Information zur Grundsteuer in Lehrensteinsfeld

Information zur Grundsteuer in Lehrensteinsfeld

Warum habe ich schon einen neuen Grundsteuerbescheid erhalten?

Zum 01.01.2025 ist bundesweit die Grundsteuerreform in Kraft getreten. Dabei wurden alle Grundstücke nach neuen Kriterien bewertet.
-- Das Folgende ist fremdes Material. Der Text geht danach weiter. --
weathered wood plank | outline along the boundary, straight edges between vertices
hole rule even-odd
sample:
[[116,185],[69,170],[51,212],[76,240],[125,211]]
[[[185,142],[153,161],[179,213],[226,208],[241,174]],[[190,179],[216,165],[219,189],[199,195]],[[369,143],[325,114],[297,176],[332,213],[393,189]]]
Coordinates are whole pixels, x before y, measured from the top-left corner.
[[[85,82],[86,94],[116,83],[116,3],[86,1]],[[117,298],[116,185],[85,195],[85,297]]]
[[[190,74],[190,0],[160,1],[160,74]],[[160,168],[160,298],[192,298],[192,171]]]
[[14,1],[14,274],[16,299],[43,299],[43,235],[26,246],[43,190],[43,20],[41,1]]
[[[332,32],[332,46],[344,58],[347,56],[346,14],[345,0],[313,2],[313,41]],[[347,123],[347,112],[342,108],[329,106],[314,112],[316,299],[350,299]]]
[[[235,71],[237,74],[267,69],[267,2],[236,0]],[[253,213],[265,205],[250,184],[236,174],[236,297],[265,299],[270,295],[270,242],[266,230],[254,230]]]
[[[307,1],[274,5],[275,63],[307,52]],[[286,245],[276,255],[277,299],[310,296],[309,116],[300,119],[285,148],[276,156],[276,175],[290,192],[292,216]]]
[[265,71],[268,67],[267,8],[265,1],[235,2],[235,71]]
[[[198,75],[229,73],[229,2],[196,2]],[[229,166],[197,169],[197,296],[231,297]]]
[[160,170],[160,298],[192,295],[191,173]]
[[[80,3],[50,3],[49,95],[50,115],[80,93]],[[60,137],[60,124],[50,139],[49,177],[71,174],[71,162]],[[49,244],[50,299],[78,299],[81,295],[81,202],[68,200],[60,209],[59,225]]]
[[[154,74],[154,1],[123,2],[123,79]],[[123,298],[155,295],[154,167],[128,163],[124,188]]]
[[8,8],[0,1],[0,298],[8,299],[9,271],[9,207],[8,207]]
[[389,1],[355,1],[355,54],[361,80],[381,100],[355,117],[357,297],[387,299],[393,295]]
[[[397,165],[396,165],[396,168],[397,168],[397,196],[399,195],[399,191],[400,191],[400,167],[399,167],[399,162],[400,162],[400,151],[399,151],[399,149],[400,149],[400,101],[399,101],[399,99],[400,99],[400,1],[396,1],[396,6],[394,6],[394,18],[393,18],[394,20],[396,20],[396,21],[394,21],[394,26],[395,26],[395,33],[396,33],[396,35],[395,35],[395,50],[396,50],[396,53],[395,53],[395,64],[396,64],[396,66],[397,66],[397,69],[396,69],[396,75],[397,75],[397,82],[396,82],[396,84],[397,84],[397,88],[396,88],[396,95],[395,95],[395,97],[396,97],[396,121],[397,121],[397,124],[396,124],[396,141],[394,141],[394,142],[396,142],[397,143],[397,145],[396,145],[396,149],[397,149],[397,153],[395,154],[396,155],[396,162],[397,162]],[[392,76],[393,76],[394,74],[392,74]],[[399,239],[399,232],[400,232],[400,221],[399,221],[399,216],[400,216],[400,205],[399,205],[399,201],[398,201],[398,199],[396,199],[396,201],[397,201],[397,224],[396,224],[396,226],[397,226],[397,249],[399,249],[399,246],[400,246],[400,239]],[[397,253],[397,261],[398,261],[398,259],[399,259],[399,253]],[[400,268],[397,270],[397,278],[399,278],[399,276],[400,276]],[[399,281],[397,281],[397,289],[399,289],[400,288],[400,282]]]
Für die Städte und Gemeinden bedeutet das:
Erst wenn alle neuen Grundsteuermessbescheide der Finanzämter vorliegen, kann zuverlässig beurteilt werden, welcher Hebesatz notwendig ist, um ein vergleichbares Steueraufkommen wie bisher zu erreichen.

 

Warum kam die Information erst jetzt?

Der Gemeinderat hat sich mehrfach mit der neuen Grundsteuer befasst. Da jedoch bis Ende 2024 noch nicht alle Messbescheide vorlagen, wurde bewusst keine vorschnelle oder spekulative Anpassung vorgenommen.

Die entscheidende Sitzung fand nach dem letzten Redaktionsschluss des Nachrichtenblatts statt. Deshalb konnte die öffentliche Information erst jetzt erfolgen.
Die Grundsteuerbescheide mit dem angepassten Hebesatz mussten jedoch aus verwaltungsrechtlichen Gründen bereits zu Jahresbeginn versandt werden.

 

Was hat sich konkret geändert?

Nach Abschluss der Veranlagungsarbeiten durch das Finanzamt liegt nun eine belastbare Datenbasis vor. Daraus ergibt sich folgendes Bild für die Grundsteuer B:

Jahr

Hebesatz

Aufkommen

2024

395 %

390.800 €

2025 (bei 168 %)

168 %

374.400 €

Mit dem bisherigen Hebesatz von 168 % wäre das Grundsteueraufkommen unter das Niveau von 2024 gefallen.

Die Summe aller Messbeträge beträgt aktuell 222.857,14 €.
Um wieder auf ein vergleichbares Gesamtaufkommen zu kommen, wurde der Hebesatz daher auf 180 % angepasst.

 

Was bedeutet „Aufkommensneutralität“?

Die sogenannte Aufkommensneutralität bedeutet:

  • Die Gemeinde nimmt insgesamt nicht mehr ein als vor der Reform.
  • Sie bezieht sich nicht auf den einzelnen Grundstückseigentümer, sondern auf das Gesamtaufkommen.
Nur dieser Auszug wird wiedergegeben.